Поначалу ему показалось, что любой турист, идущий по дорожке, ведущей от входа к собору, заметит, что тут копали. И до окончания своей смены Бисмарк жил с этим страхом. Однако уже сдав смену в восемь утра, он специально прошелся до закрытых главных ворот и внимательно посмотрел оттуда на место ночного раскопа. При ярком утреннем свете определить оттуда, где выкапывали яму, он не смог. И, успокоившись, отправился к боковому служебному входу, поправляя висевшую на плече сумку с продолговатой, покрытой окаменевшей глиной находкой. Вышел на Владимирскую и поспешил в сторону оперного театра.

Глава 4

«Хроника рыцаря Ольгерда», без которой трудно понять то, что произойдет много позже

«Теперь наши завалили ров хворостом и камышом, потом перетащили через ров три башни и поставили их у самых стен. Лучники, прячась за забралами, сеяли смерть в рядах сарацин. На Елеонской горе были установлены зеркала, которыми передавались сигналы, чтобы одновременно начинать штурм из разных мест. В полдень в пятницу 15-го башня, на которой находился Готфрид, выстреливая из арбалета стрелы одну за другой, наконец приблизилась вплотную к стене. Франки перебросили на край стены мостики, и два брата-рыцаря первыми спрыгнули на нее, за ними соскочил Готфрид. Все трое потом клялись, что своими глазами видели, как рядом с ними бьется покойный епископ Адемар. Он снова сотворил чудо, потому что подсказал нашим, как открыть изнутри Дамасские ворота, в которые тут же ворвался Танкред со своими нормандцами и бросился в атаку узкими улочками Иерусалима. Вместе с Танкредом побежали и мы, рубя врага без устали и без жалости.

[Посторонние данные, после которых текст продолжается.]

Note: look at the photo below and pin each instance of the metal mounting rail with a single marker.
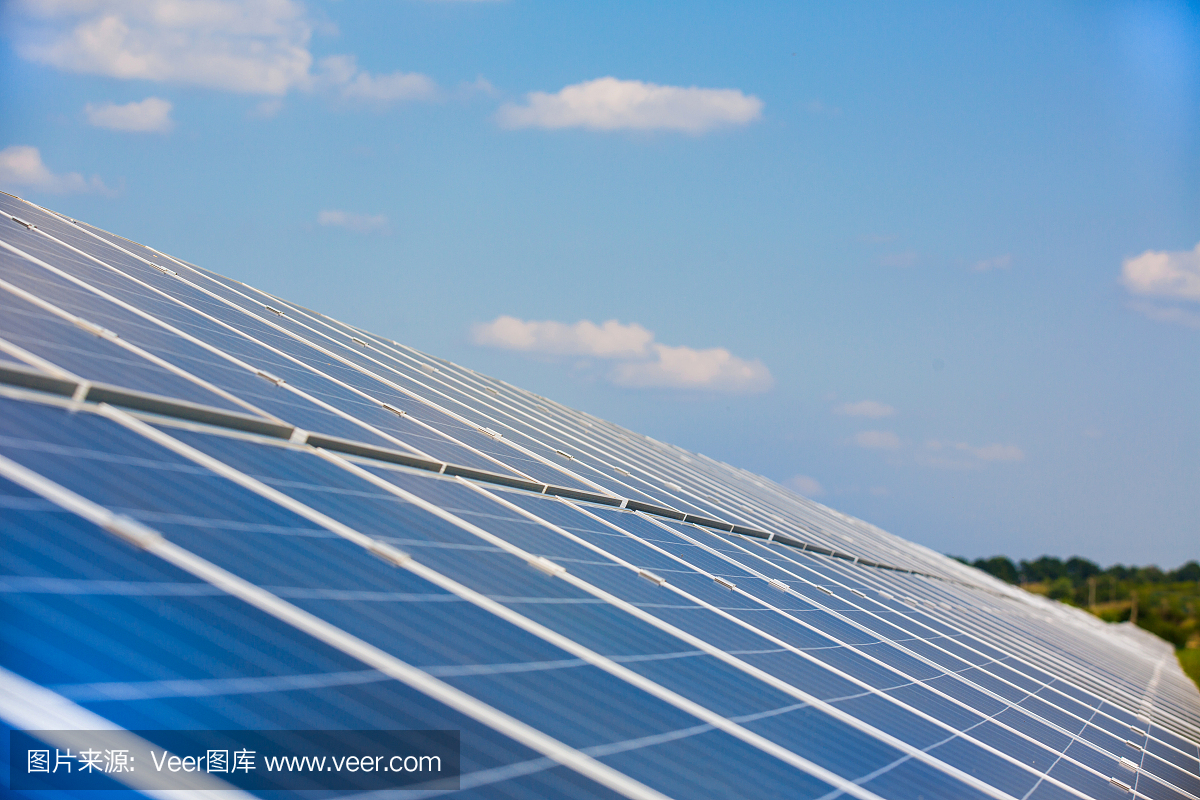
(137, 401)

С юга, от горы Сион, наступал Раймунд Тулузский и скоро загнал наместника сарацин вместе с воинами в Цитадель и заставил сдаться в обмен на обещание сохранить жизнь ему и его людям. Тем временем остальные защитники, спасаясь от Танкреда, побежали на Храмовую гору. Сарацины заперли ворота на Храмовой горе и попытались защищаться, но воины Танкреда пробились на священную храмовую площадь, забитую толпой простолюдинов.

Не знаю, то ли голод и жажда, то ли жара и те посушливые ветры сделали из нас безжалостных исчадий ада, но бойня продолжалась еще несколько часов. Франки, генуэзцы, нормандцы, фламандцы и мы, грешные русины, обезумевшие от ярости, убивали всех, кто только случался под руку, отрубая головы, руки, ноги, даже те руки, что молили о милосердии. Кровь врагов нас пьянила, мы утопали в ней, рубя не только вооруженных врагов, но и простолюдинов, не пропуская ни женщин, ни детей, вырывая младенцев из рук матерей и разбивая их о стены. Все вокруг нас падали замертво, а мы скользили в той крови, иногда падали, но тут же снова вскакивали на ноги и продолжали свою жатву.

 

Некоторые так увлеклись, что не убивали сразу, а обрезали несчастных, как деревья, по частям. Другие разожгли большой костер, подлив в него черной смолы, и в тот костер живьем бросали людей, а когда живых рядом не оказывалось, то бросали и мертвых.

– Зачем их сжигают? – спросил я у одного рыцаря, а тот объяснил:

– На это есть причина: многие из них глотали золотые монеты. Когда трупы сгорят, золото можно будет легко добыть. Это намного удобнее, чем вспарывать животы и копаться в мясе. Разве нет? – И рассмеялся, добавив: – После этой бойни другие города поймут, что сопротивляться нам – это быть обреченными на смерть!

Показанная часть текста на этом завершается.